In summary, our study reveals an exciting, ambivalent function of mTOR, which renders tumor cells resistant to chemotherapy and targeted cancer drugs, but simultaneously suppresses autophagy, an essential survival mechanism for coping with therapy-induced metabolic perturbations. Intriguingly, our results imply that metabolic inhibitors might be most effective on those tumor cells that are otherwise therapy-resistant and that signs of mTOR signaling such as ULK1S757 phosphorylation are potential biomarkers for metabolically vulnerable tumors.
Cell lines were obtained from the American Tissue Collection Center (ATCC) and grown in high-glucose DMEM (HCT116, U2OS Hela, T47D) or RPMI1640 medium (H460, H1975) supplemented with 10% fetal bovine serum, 100 U ml−1 penicillin and 100 μg ml−1 streptomycin at 37 °C with 5% CO2. All cell lines were authenticated by short tandem repeats profiling and tested negative for mycoplasma contamination. Murine KrasG12D/wt;Trp53Δ/Δ lung adenocarcinoma cells from Adeno-Cre infected KrasLSLG12D/wt;Trp53flox/flox mice33 were cultured in RPMI1640 medium supplemented as above.
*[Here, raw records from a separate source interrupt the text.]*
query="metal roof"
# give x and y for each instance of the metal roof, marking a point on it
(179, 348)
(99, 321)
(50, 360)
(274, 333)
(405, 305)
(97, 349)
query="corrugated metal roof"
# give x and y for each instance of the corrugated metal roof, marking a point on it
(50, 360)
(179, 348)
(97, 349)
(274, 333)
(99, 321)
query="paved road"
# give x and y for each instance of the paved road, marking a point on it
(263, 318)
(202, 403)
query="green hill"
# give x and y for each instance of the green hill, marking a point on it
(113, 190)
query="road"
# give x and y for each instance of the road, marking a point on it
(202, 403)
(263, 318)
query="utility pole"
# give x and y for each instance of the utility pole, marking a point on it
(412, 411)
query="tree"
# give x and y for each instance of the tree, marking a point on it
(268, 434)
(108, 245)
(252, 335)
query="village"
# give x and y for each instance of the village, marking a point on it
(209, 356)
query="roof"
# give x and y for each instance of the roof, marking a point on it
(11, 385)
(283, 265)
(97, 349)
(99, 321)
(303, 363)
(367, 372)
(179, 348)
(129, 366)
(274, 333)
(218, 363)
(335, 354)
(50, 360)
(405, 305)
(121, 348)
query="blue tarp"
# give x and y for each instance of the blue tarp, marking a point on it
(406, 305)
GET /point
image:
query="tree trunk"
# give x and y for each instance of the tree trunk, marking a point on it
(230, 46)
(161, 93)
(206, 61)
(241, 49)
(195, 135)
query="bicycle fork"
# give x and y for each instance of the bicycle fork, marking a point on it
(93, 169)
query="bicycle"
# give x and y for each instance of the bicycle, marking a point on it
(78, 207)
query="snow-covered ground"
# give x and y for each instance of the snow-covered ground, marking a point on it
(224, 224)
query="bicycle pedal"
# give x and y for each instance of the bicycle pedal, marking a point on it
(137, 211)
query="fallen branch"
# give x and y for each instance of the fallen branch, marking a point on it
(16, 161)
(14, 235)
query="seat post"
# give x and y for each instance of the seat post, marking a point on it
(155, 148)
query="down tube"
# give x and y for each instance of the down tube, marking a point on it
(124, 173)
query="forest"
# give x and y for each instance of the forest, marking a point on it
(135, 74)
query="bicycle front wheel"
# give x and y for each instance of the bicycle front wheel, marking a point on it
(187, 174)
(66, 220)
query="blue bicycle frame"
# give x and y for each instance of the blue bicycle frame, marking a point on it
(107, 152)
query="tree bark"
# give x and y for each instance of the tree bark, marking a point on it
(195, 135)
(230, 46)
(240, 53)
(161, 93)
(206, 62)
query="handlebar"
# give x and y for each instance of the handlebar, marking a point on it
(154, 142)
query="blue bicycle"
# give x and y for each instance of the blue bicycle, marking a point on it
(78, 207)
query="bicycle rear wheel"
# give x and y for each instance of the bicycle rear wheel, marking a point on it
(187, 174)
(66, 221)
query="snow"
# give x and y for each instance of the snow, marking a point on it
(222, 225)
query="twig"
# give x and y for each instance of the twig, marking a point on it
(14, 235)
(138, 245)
CDDPnaïve mouse tumor cells were derived from untreated tumors, CDDPres cells from tumors that had relapsed after an initial CDDP treatment. Chemotherapy drugs and inhibitors were obtained from Sigma-Aldrich unless indicated otherwise and used at the following concentrations: CDDP 1 µg ml−1, oxaliplatin 5 µg ml−1, carboplatin 5 µg ml−1, etoposide 1 µm, doxorubicin 0.04 µg ml−1, RITA (Merck) 1 µm, DCA 20–40 mm, 2DG 10–30 mm, metformin 1.25–4 mm, phenformin 60–125 µm, AZD8055 (Selleckchem) 0.2–1 µm, Rapamycin (Selleckchem) 250 nm, Everolimus (Absource Diagnostic) 250 nm, AZD7545 (Selleckchem) 10 µm, chloroquine 25–100 µm, 3-methyladenine (Calbiochem) 5 mm, and SBI-0206965 (Biovision) 5 µm. For starvation experiments, cells were grown in Hank’s Balanced Salt Solution (Sigma) for up to 5 days.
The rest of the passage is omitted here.